Coleridge ate opium
and the druggies
all drool
with false vindication
as, because, if
you really think
about it
stupidity
is not justified
by poetry
only prettied up
and sweetened
with saccharine
a falseness,
the depths of which,
Í can not even
comprehend
I do not
even try to
anymore
That is very astute
That is very astute reasoning---about druggies appealing to the example of Coleridge as justification: when I was an undergrad, I heard several English majors, who happened to be druggies, state that exact argument. But Bukowski was a drunk, Pound was drunk on his own perception of his greatness, and Howard Nemereov, whom I met when he came to read at our school, described during that reading how he got drunk in his motel room the night before, as if made him some kind of poet.
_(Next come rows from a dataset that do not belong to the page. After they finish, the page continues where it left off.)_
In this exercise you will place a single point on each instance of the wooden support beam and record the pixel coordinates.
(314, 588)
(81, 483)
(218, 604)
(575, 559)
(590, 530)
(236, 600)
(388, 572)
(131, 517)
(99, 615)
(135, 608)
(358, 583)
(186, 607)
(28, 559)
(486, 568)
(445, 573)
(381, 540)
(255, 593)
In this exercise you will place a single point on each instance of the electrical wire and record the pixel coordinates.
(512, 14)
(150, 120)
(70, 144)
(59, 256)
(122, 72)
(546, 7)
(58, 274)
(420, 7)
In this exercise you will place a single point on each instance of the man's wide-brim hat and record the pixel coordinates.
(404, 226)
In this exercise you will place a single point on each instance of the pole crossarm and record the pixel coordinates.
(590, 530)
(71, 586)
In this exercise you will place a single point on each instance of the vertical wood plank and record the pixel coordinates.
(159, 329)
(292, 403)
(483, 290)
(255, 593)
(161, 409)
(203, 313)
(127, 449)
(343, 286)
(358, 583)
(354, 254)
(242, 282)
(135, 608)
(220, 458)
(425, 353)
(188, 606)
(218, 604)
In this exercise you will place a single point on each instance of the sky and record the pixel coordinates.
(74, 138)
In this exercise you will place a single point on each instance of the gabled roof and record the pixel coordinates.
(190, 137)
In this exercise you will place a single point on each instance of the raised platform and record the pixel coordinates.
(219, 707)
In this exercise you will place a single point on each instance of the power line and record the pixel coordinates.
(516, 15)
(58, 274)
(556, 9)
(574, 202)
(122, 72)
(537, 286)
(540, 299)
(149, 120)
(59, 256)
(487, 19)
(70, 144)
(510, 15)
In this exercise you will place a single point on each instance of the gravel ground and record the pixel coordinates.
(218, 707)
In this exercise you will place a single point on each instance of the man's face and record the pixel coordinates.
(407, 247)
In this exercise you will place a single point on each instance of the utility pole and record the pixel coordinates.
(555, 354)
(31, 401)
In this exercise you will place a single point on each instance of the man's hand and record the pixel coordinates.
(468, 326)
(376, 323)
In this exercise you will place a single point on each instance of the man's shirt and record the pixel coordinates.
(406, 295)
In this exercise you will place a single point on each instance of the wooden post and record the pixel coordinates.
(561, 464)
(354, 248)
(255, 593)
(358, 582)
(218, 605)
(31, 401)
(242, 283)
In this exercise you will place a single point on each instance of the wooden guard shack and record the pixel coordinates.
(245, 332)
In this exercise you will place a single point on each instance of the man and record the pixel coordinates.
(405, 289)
If I recall correctly, Pop Stevens complained about how Poetry was sullied by certain poets who were academics and addicts of some sort or another; he thought they were"kept men" and that they were owned by their addictions.
Starward
Too many people that read the
Too many people that read the biography of Jim Morrison came away with the notion that taking drugs and acting like an asshole would transform them into poets. You can take drugs and act like an asshole and still be a poet but there is a lot of discipline and endeavor involved.
I learned a valuable lesson
I learned a valuable lesson in 1976, when I first wanted to be a poet. In a mini series about the life of that French lady who wrote novels under the name of George Sand, her lover, the poet Alfred de Musset, talked about spending all day smoking opium and drinking champaigne, to write one line of poetry; then said, "George stays up all night, drinks three cups of coffee, and writes one fifth of a novel." A lot of wannabes could learn a few lessons from the novelist once characterized as "that awful Sand woman."